Do I just vanish and slip into an “0”?
Or do I just do and be what I am:
Star stuff, infinitely more than zero,
One that matters – a limitless little man?
Points of Interest
Director Jack Arnold added Scott Carey's moving and though-provoking closing soliloquy.
A cat by the name of Orangey played Scott Carey's cat.
At the completion of the film’s production, studio executives in a rather conventional, mediocre and unimaginative way of thinking wanted to change the ending to a happy one with doctors coming up with a serum to reverse the shrinking process, but director Arnold held his ground and refused.
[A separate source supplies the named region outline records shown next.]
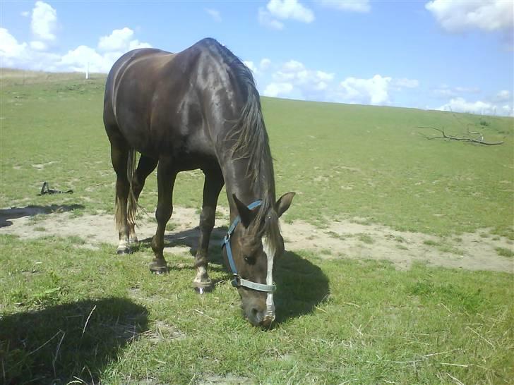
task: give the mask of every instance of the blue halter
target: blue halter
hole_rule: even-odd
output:
[[[262,204],[262,200],[256,200],[254,202],[251,203],[248,205],[249,209],[255,209]],[[241,222],[241,217],[238,215],[237,217],[234,219],[234,221],[230,225],[227,235],[223,238],[223,242],[222,243],[221,247],[227,248],[227,257],[229,259],[229,264],[230,265],[230,270],[232,271],[234,275],[234,279],[232,281],[232,286],[234,288],[239,288],[244,286],[245,288],[251,288],[252,290],[256,290],[258,291],[264,291],[266,293],[273,293],[275,291],[276,286],[275,285],[263,285],[263,283],[257,283],[256,282],[252,282],[243,278],[241,278],[239,274],[237,274],[237,269],[236,269],[236,264],[234,262],[234,257],[232,257],[232,249],[230,247],[230,237],[234,233],[234,231],[236,227]]]

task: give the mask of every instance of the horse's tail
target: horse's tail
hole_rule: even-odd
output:
[[[126,176],[128,178],[128,199],[127,200],[126,220],[128,225],[132,228],[136,224],[136,216],[138,213],[138,202],[134,195],[134,190],[132,186],[132,180],[136,173],[136,162],[137,154],[134,149],[128,151],[128,158],[126,162]]]
[[[116,214],[114,215],[116,219],[116,226],[119,230],[125,226],[123,222],[123,218],[126,214],[126,220],[129,226],[136,224],[136,215],[137,214],[138,203],[136,200],[136,195],[134,195],[133,188],[132,187],[132,179],[136,172],[136,150],[131,149],[128,151],[128,157],[127,158],[126,164],[126,177],[128,180],[129,188],[128,188],[128,197],[127,200],[126,206],[120,204],[119,199],[118,197],[118,193],[116,194]],[[123,212],[123,210],[126,210],[126,212]]]

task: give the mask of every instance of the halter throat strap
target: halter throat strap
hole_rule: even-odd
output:
[[[253,203],[248,205],[249,209],[251,210],[256,207],[258,207],[263,204],[262,200],[256,200]],[[236,227],[241,222],[241,217],[238,215],[234,221],[230,225],[227,235],[223,238],[222,243],[222,249],[225,248],[227,249],[227,257],[229,259],[229,264],[230,265],[230,270],[232,271],[234,275],[234,279],[232,279],[232,284],[234,288],[239,288],[243,286],[252,290],[256,290],[257,291],[264,291],[265,293],[273,293],[275,291],[276,286],[275,285],[264,285],[263,283],[257,283],[256,282],[252,282],[243,278],[241,278],[239,274],[237,273],[237,269],[236,268],[236,263],[234,261],[234,257],[232,256],[232,249],[230,247],[230,237],[232,237],[234,231],[236,230]]]

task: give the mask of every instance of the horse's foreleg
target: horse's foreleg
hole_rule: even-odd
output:
[[[134,195],[134,203],[136,204],[137,204],[139,195],[141,193],[141,190],[143,190],[143,188],[145,186],[146,178],[155,169],[157,164],[157,159],[149,158],[143,154],[139,158],[138,168],[132,178],[132,191]],[[131,245],[134,245],[138,243],[138,237],[136,235],[136,223],[132,218],[128,218],[128,222],[130,233],[128,242]]]
[[[204,170],[203,173],[205,180],[203,184],[202,214],[200,215],[200,238],[195,257],[196,276],[193,280],[193,286],[201,293],[213,288],[213,282],[207,273],[207,255],[209,238],[216,216],[217,198],[224,185],[223,176],[219,169]]]
[[[165,247],[165,230],[166,224],[173,212],[173,186],[177,177],[177,171],[173,168],[171,159],[161,159],[157,172],[157,183],[159,191],[155,219],[157,219],[157,231],[152,239],[152,250],[155,257],[150,264],[150,269],[154,273],[161,274],[167,271],[166,260],[162,251]]]

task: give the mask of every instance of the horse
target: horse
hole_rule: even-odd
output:
[[[107,75],[103,120],[116,173],[118,254],[131,252],[138,242],[138,198],[157,167],[157,229],[150,269],[167,271],[162,250],[175,178],[180,171],[200,169],[205,182],[193,286],[199,292],[213,286],[208,249],[225,185],[232,225],[223,259],[246,318],[269,327],[275,317],[274,262],[284,252],[279,217],[294,192],[275,200],[269,140],[251,71],[211,38],[176,54],[153,48],[131,51]]]

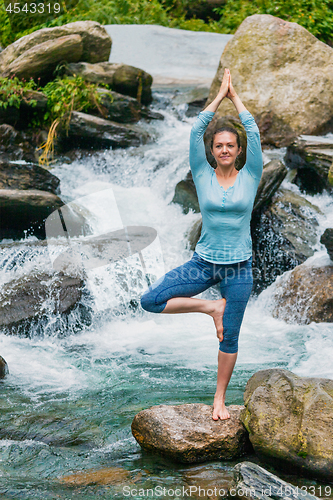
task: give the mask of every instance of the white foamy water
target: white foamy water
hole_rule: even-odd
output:
[[[159,97],[161,102],[163,96]],[[61,179],[63,199],[88,218],[91,234],[77,238],[77,248],[91,237],[127,226],[153,228],[157,238],[141,252],[145,269],[137,253],[85,269],[87,296],[82,304],[91,308],[90,322],[81,321],[75,310],[67,323],[50,316],[42,332],[32,338],[0,334],[0,354],[10,370],[3,382],[4,394],[8,394],[5,403],[11,405],[5,428],[23,433],[21,441],[15,432],[0,441],[7,478],[22,474],[25,481],[32,471],[36,477],[41,470],[44,478],[100,468],[105,466],[105,455],[116,465],[125,461],[131,470],[145,470],[145,459],[138,465],[133,458],[138,453],[130,433],[135,413],[154,404],[212,402],[218,354],[212,319],[198,313],[150,314],[137,307],[147,288],[146,273],[156,279],[191,257],[186,233],[198,219],[198,214],[185,215],[171,202],[177,182],[189,170],[194,119],[184,117],[184,107],[169,106],[162,112],[164,122],[147,125],[155,142],[107,150],[53,168]],[[265,161],[283,154],[281,150],[268,152]],[[284,186],[299,192],[286,181]],[[326,227],[333,227],[332,198],[326,194],[306,198],[321,210],[315,254],[307,265],[328,265],[319,239]],[[66,239],[57,243],[62,248],[60,243],[66,246]],[[8,242],[1,256],[1,284],[25,274],[52,271],[59,248],[54,245],[52,252],[31,237],[20,244]],[[333,377],[333,325],[290,325],[273,318],[275,286],[248,304],[228,404],[242,402],[246,381],[259,369],[282,367],[302,376]],[[217,298],[218,289],[203,297]],[[76,321],[81,326],[72,329]],[[33,438],[32,423],[37,429]],[[61,445],[55,453],[50,445],[46,453],[41,444],[31,458],[34,440],[49,443],[54,433],[54,439],[62,443],[77,429],[81,429],[79,436],[88,436],[89,453],[79,453],[72,445]],[[15,468],[20,447],[30,457],[22,470]],[[169,474],[175,473],[170,469]],[[45,491],[32,498],[49,498]],[[67,490],[59,498],[67,498]]]

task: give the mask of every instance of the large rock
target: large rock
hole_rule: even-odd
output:
[[[47,191],[0,189],[0,239],[24,238],[26,234],[45,238],[46,218],[63,204]]]
[[[314,254],[318,227],[316,216],[320,213],[319,208],[303,196],[280,188],[260,216],[253,217],[256,293]]]
[[[68,313],[80,300],[83,281],[65,274],[39,273],[5,283],[0,291],[0,326],[23,333],[33,320]]]
[[[297,266],[276,285],[275,318],[287,323],[333,323],[333,266]]]
[[[68,75],[82,76],[87,82],[110,85],[112,90],[134,97],[143,104],[150,104],[152,101],[152,76],[134,66],[109,62],[99,64],[80,62],[68,64],[65,72]]]
[[[89,63],[108,61],[112,40],[105,28],[94,21],[78,21],[55,28],[43,28],[12,43],[0,53],[0,73],[3,73],[24,52],[44,42],[71,35],[79,35],[82,40],[81,61]],[[69,58],[71,57],[70,54],[65,55]],[[73,61],[73,59],[68,59],[67,57],[64,59]]]
[[[73,139],[76,146],[126,148],[145,144],[148,141],[148,134],[138,125],[120,125],[104,118],[74,111],[68,131],[62,133],[62,142],[72,143]]]
[[[229,497],[241,500],[316,500],[298,486],[283,481],[275,474],[252,462],[235,465]]]
[[[264,166],[253,204],[254,213],[258,213],[265,206],[270,204],[287,173],[287,168],[279,160],[272,160]]]
[[[333,380],[261,370],[247,382],[242,422],[255,452],[277,467],[333,479]]]
[[[331,260],[333,260],[333,229],[325,229],[325,232],[320,237],[320,243],[325,245],[327,253]]]
[[[146,120],[164,120],[161,113],[151,111],[140,104],[134,97],[106,89],[98,89],[98,92],[101,94],[101,105],[106,110],[104,118],[108,120],[118,123],[136,123],[142,118]],[[99,113],[99,110],[95,108],[93,113]]]
[[[305,28],[266,14],[246,18],[225,47],[209,102],[225,68],[263,144],[286,146],[297,135],[332,130],[333,48]],[[217,112],[226,114],[236,115],[227,99]]]
[[[0,161],[0,189],[38,189],[59,194],[60,179],[34,164]]]
[[[300,137],[288,146],[285,156],[288,167],[297,169],[293,182],[311,194],[332,189],[329,181],[332,161],[333,139],[327,137]]]
[[[77,62],[83,51],[80,35],[68,35],[48,40],[23,52],[21,56],[6,66],[2,72],[4,77],[17,76],[30,80],[49,79],[61,61]]]
[[[231,460],[249,451],[242,408],[229,406],[231,418],[214,421],[208,405],[159,405],[134,417],[132,434],[143,449],[179,462]]]
[[[8,365],[6,360],[0,356],[0,379],[5,378],[5,376],[9,373]]]

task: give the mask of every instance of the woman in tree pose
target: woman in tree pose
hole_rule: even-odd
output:
[[[247,134],[246,163],[235,168],[241,153],[238,132],[223,127],[214,132],[207,161],[203,135],[223,99],[234,104]],[[236,94],[228,69],[216,98],[202,111],[191,130],[190,166],[202,214],[202,230],[191,260],[169,271],[141,297],[150,312],[201,312],[214,320],[220,341],[214,420],[230,418],[225,394],[238,351],[238,335],[253,285],[250,220],[263,169],[258,127]],[[193,298],[220,284],[220,300]]]

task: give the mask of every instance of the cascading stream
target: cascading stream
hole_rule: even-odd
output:
[[[154,228],[163,256],[162,272],[191,257],[185,234],[198,215],[184,215],[171,200],[177,182],[189,169],[194,118],[186,117],[185,105],[172,107],[168,93],[156,92],[154,107],[165,116],[164,122],[145,125],[154,143],[59,163],[52,172],[61,179],[64,201],[79,204],[84,197],[109,190],[123,226]],[[325,259],[319,237],[332,227],[332,198],[326,194],[306,198],[322,211],[312,259]],[[108,211],[99,211],[102,202],[99,205],[85,206],[93,236],[114,229]],[[1,284],[45,269],[52,269],[47,245],[28,238],[3,246]],[[82,484],[75,490],[57,479],[105,467],[124,468],[128,481],[136,480],[142,487],[184,482],[189,467],[141,455],[130,424],[138,411],[156,404],[212,404],[218,341],[208,316],[153,315],[136,307],[146,286],[138,255],[132,255],[88,273],[89,293],[82,303],[89,306],[91,321],[82,324],[80,331],[71,333],[65,324],[63,330],[52,329],[55,318],[50,317],[44,335],[0,334],[0,354],[10,369],[1,384],[0,493],[4,498],[81,500],[104,491],[109,498],[116,493],[122,498],[121,482]],[[274,286],[248,305],[227,404],[242,404],[246,381],[263,368],[333,377],[333,326],[289,325],[274,319]],[[217,291],[211,289],[203,296],[217,297]],[[69,321],[78,321],[75,311]],[[228,472],[232,464],[210,467]]]

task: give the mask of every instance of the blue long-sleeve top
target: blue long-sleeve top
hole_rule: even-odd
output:
[[[190,138],[190,167],[202,214],[202,229],[195,251],[208,262],[231,264],[252,256],[250,221],[263,160],[260,134],[249,111],[239,117],[247,135],[246,163],[233,186],[224,189],[206,158],[203,135],[215,113],[202,111]]]

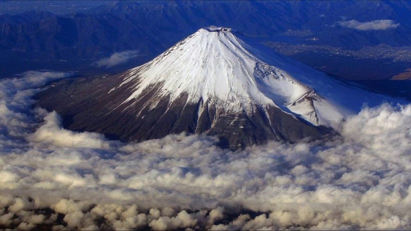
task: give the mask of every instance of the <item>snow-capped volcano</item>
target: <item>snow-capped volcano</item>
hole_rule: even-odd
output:
[[[259,60],[247,48],[231,29],[200,29],[130,70],[112,91],[134,81],[133,93],[124,102],[127,103],[138,99],[150,86],[159,85],[159,98],[169,95],[171,101],[186,94],[187,103],[208,102],[230,112],[252,113],[256,105],[278,105],[285,111],[304,110],[302,117],[318,124],[312,106],[292,106],[307,96],[315,97],[312,89]],[[150,106],[157,103],[154,99]]]
[[[205,132],[232,148],[318,138],[363,103],[390,99],[215,27],[120,75],[59,87],[38,104],[62,114],[72,129],[137,141]]]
Instead of a neatly packaged resolution, we have a kind of spiritual enlightenment on the part of the main character.
The Incredible Shrinking Man won the first Hugo Award for Best Dramatic Presentation presented by Solacon, the 16th World Science Fiction Convention in Los Angeles.
The film was named in 2009 to the National Film Registry by the Library of Congress for being "culturally, historically or aesthetically" significant.
The Incredible Shrinking Man almost stands like a metaphor for much of the human condition particularly in the modern post-industrial context. Scott, like many people find themselves being overwhelmed by fate and circumstances which seem to beyond their control. In the face of world events, geo-politics, the sheer pace of technological change, economic instability, threats to security and privacy and so on, we might very well as individuals experience a sense of powerlessness or of feeling diminished.
Do we then resign ourselves to disappearing unnoticed? Do we wallow in self-loathing and self-pity? Or perhaps we might blame and misdirect our anger and frustration toward the rest of humanity and even those closest to us?
After experiencing the full range of responses to his dilemma and struggling tooth and nail for existence, Scott is able to literally break out of and transcend the confining prison of his basement-like existence and the kind of negative and destructive thinking and feeling it produced in him. He has managed to truly move on in a spiritual and dignified way via the realisation that everything in the universe, no matter how small or insignificant, has its own worth and importance.